By Andrea Ayres

At Comic-Con there’s been a great deal of discussion about how to increase diversity among creators and artists but what about within the marketplace itself? That’s what a number of panelists, assembled by Lion Forge comics, sought to unravel the morning of July 23.

From L-R : Jeremy Atkins (Publicist, Lion Forge) Andrew Woodrow-Butcher (Children’s Bookseller) Jennifer Haines (Owner, The Dragon), Sara Weir (National Down Syndrome Society), David Booher (Powerless), Jim Killen (Buyer, Barnes and Noble), David F. Walker (Superb)

Having both the business and creative side of the comic industry represented helped make for an interesting discussion. Is there really a lack of interest in diverse comics and comic book creators, or is the culprit something else? For Barnes and Noble buyer Jim Kellen, the issue has never been a lack of interest. “The audience has always been there, but they haven’t had anything that speaks to them personally. The moment that happens, they come out and they support it.”

There’s still an enormous void of stories out there, in pop-culture and in comics, that represent women, people of color, and individuals of varying ability levels.
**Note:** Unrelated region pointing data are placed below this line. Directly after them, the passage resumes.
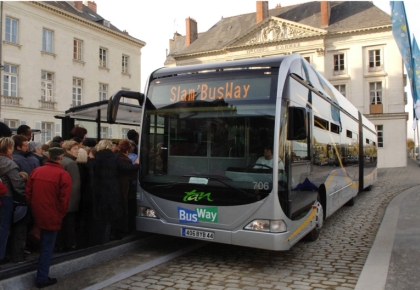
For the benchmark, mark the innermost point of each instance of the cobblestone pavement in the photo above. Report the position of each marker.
(334, 261)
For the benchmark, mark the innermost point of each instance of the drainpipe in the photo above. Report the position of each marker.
(1, 51)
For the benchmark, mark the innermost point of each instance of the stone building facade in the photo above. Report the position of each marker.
(61, 54)
(350, 43)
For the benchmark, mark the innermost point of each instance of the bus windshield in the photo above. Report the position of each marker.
(210, 139)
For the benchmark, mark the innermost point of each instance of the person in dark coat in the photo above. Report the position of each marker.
(84, 216)
(66, 238)
(48, 193)
(35, 152)
(106, 194)
(9, 174)
(120, 226)
(19, 154)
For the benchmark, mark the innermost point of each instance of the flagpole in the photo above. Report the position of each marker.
(414, 139)
(418, 138)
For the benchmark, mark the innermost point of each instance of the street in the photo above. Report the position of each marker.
(333, 262)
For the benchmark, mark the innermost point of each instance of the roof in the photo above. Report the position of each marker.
(89, 15)
(127, 113)
(345, 16)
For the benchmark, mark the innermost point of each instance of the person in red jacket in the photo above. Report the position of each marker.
(48, 193)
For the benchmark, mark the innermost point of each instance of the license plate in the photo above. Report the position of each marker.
(197, 234)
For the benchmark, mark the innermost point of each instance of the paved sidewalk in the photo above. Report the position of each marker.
(395, 255)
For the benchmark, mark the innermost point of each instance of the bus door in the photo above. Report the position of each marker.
(302, 189)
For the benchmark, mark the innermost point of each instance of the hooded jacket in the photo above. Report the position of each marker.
(48, 192)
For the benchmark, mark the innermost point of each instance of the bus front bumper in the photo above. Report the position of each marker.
(246, 238)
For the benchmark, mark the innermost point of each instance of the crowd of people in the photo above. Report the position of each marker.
(63, 195)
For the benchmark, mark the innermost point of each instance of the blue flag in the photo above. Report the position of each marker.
(402, 38)
(416, 83)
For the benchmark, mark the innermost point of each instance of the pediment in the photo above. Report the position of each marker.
(275, 29)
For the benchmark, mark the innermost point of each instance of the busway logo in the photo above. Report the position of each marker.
(203, 214)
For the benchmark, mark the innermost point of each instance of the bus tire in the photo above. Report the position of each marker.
(350, 202)
(314, 234)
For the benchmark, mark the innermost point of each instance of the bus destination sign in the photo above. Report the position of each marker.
(237, 89)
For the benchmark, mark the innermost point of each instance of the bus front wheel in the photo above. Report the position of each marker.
(314, 234)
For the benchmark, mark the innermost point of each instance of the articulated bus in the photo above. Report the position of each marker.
(254, 152)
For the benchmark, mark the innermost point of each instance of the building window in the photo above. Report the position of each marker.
(47, 132)
(380, 130)
(47, 86)
(104, 132)
(77, 49)
(10, 80)
(11, 29)
(375, 92)
(339, 62)
(77, 91)
(102, 57)
(11, 123)
(124, 133)
(124, 64)
(375, 61)
(103, 92)
(341, 89)
(47, 40)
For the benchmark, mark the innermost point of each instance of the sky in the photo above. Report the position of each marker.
(156, 21)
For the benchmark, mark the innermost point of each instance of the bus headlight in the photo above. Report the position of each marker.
(146, 212)
(272, 226)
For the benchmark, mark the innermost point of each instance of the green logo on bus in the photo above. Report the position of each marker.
(196, 196)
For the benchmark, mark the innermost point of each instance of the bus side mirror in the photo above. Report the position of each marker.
(297, 126)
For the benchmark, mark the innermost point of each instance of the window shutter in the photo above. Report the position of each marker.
(37, 136)
(57, 129)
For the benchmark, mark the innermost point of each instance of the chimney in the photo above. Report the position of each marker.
(92, 5)
(192, 34)
(78, 5)
(325, 13)
(172, 41)
(262, 11)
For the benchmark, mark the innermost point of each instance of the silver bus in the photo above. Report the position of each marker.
(254, 152)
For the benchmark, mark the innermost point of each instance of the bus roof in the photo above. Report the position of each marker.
(127, 113)
(239, 64)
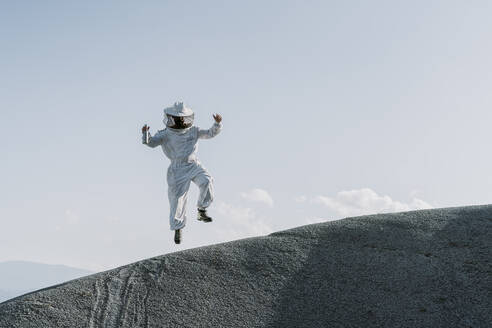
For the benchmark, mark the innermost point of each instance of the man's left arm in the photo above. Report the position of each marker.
(213, 131)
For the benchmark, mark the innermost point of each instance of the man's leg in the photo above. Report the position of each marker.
(204, 181)
(178, 196)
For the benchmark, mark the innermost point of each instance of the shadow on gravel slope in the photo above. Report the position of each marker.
(415, 269)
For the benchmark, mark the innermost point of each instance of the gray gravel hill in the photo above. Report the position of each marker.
(429, 268)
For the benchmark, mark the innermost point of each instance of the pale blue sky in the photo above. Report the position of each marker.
(318, 97)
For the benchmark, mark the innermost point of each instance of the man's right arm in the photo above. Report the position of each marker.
(153, 141)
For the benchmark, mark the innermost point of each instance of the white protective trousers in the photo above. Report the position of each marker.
(180, 147)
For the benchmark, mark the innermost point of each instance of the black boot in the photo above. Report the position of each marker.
(202, 216)
(177, 236)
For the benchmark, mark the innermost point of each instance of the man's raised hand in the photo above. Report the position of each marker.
(217, 118)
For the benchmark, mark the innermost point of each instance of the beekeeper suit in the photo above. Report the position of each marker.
(179, 143)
That’s part of what has made working on the comic Superb so exciting for Sara Weir of the National Down Syndrome Society (NDSS).

Superb is part of Lion Forge’s Catalyst Prime universe and tells the story of Jonah. Jonah is a superhero who also happens to have Down Syndrome.

According to the NDSS, Down Syndrome is the most commonly occurring chromosomal condition in the United States. Weir and the NDSS have partnered with Lion Forge comics to ensure the depiction of Jonah is authentic and accurate. Getting it right is something the writer of the comic, David F. Walker has spent a great deal of time thinking about.

Walker says he jumped at the chance to write Jonah in part because of an experience he had years ago. Teaching a storytelling workshop for young people experiencing grief, Walker was partnered with a girl with autism. He had been told that she was mostly nonverbal and having never been around anyone with autism before, Walker admits he was terrified. By the end of the workshop, however, he and the young girl had formed a bond. That experience is one he has called upon writing the character of Jonah, “I didn’t want this to just be lip service.”

Moderator Jeremy Atkins, whose mother was an occupational therapist, talked about how being around people with different abilities was part of how he grew up. “She would actually invite her patients to my birthday parties.” Adding, “it was kind of this incredible and unique experience for me.”

That element of making the unfamiliar more familiar is an important component of including characters of different backgrounds and abilities. Accomplishing this involves creating fully realized characters and stories. The fact a character is gay, or black, or differently abled should not be the aspect of their humanity that defines them, but simply an element of their experience. David Booher’s spoke to this when he talked about the introduction of a gay character into the series Powerless (Vault). The characters preference is revealed over several issues as the character goes about living her life, which Booher’s says is much more reflective of reality.

As the owner of a comic book store, Jennifer Haines touched on an important issue regarding the treatment of patrons at comic book stores. Haines says that the market is there, the audience is there, but what is perhaps lagging behind are the store owners. These owners may not know their patrons are interested in reading more inclusive stories or presume their patrons do not care. To remedy this, Haines suggests readers go into comic book stores and ask for more diverse and inclusive content and material.

As someone who partners with teachers and teacher librarians, Andrew Woodrow-Butcher wonders if the material is as readily available as others have suggested. Often, Woodrow-Butcher notes, the material being asked for doesn’t even exist yet. “It’s a systemic problem, it’s publishers and booksellers.” Part of how these panelists believe the industry can change is through consistent and concerted efforts to challenge antiquated business practices and attitudes.

If there was an overarching theme to this discussion it would likely be summed up in Walker’s view of how he sees himself as a writer. “My job is to be creative, and my second job is to give back humanity to people who have been dehumanized and that is far too many of us.”

The hope these panelists expressed is for comics to reflect the unique universe we already see around us. To have characters who are fully realized, with flaws and challenges they must overcome and learn to cope with. Characters who possess their own hopes, dreams and agency and are not merely defined by one or two characteristics.